As the lights flicker in the night sky and the candlelight illuminates the faces in a sea of dancing shadows, it doesn’t take much to realize each soul standing around the Tree of Love is deep in private thought.

People tend to reflect on the passing life in many different ways. To some, it seems like a crushing blow, almost unsurmountable as how to move forward. To others, it takes on a relief that the pain is finally over and loved ones have moved on to far better place.

Whatever the internal process, the Hospice Friends hopes to carry a message of hope and sharing this holiday season with the 24th annual Tree of Love Gatherings of Remembrance at 6 p.m. Friday at the Ellensburg Public Library-Rotary Plaza, and Tuesday at the Cle Elum Community Center.

Hospice Friends, which started in 2009, provides a volunteer to offer family members and other caregivers support, along with free durable medical supplies for in-home care and loans of medical equipment.

Executive director of the nonprofit Matt Grannan said his group provides a service to the community and individuals during a time when people tend to reflect.

“This is a significant, because it’s a gathering place for people to come and be with other people. A lot of times people that have lost someone don’t want to socialize and be around others. But what we’re doing is healthy, it’s good,” Grannan said. “If you can gather those people, it helps with the healing process.

“We have people that have been coming to the celebration for 20 years. It’s amazing to see the friendships developed over the years and how they’ve come together to celebrate a life well lived than dwell on the negative.”

The Ellensburg women’s choir will provide musical entertainment.
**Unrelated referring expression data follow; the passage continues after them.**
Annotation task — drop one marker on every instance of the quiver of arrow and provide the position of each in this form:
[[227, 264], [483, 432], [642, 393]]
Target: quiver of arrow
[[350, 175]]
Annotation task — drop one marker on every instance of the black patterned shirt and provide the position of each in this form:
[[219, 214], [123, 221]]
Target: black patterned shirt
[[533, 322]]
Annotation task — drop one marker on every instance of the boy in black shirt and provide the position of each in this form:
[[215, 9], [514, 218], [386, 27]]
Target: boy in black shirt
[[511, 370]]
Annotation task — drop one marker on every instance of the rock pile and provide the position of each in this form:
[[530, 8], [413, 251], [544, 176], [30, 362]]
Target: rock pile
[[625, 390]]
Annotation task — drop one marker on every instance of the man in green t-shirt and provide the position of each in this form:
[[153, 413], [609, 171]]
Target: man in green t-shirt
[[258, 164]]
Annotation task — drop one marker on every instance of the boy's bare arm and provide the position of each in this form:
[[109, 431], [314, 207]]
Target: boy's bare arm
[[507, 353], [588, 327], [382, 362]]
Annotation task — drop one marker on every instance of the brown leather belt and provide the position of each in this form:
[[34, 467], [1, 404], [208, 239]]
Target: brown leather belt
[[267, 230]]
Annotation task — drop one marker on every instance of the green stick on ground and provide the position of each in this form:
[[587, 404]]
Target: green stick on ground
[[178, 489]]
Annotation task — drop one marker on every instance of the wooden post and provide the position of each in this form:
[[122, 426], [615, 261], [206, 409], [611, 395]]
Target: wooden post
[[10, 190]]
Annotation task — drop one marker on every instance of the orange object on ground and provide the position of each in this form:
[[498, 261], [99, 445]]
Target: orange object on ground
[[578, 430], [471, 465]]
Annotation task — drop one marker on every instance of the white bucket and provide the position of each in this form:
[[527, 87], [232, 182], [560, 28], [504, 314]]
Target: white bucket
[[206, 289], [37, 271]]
There will also be a slide presentation by the Central Washington University ROTC, outlining what services Hospice Friends provides.

But mostly, it’s a place to gather and just be. Sometimes the best conversations are the ones that happen in silence, Grannan said, knowing the collective spirit of the gathering is connected through a certain kinship of community.

“It’s not a religious gathering at all,” Grannan said. “It’s an opportunity to be supportive or not be alone. Each light on the tree symbolizes someone that is no longer with us.

“It gives us all an opportunity to acknowledge that life. Everybody’s loss is different, but everybody that has lost somebody understands what that feels like. This is a opportunity to sit down with a friend or neighbor, or maybe somebody they don’t even know and share that story.”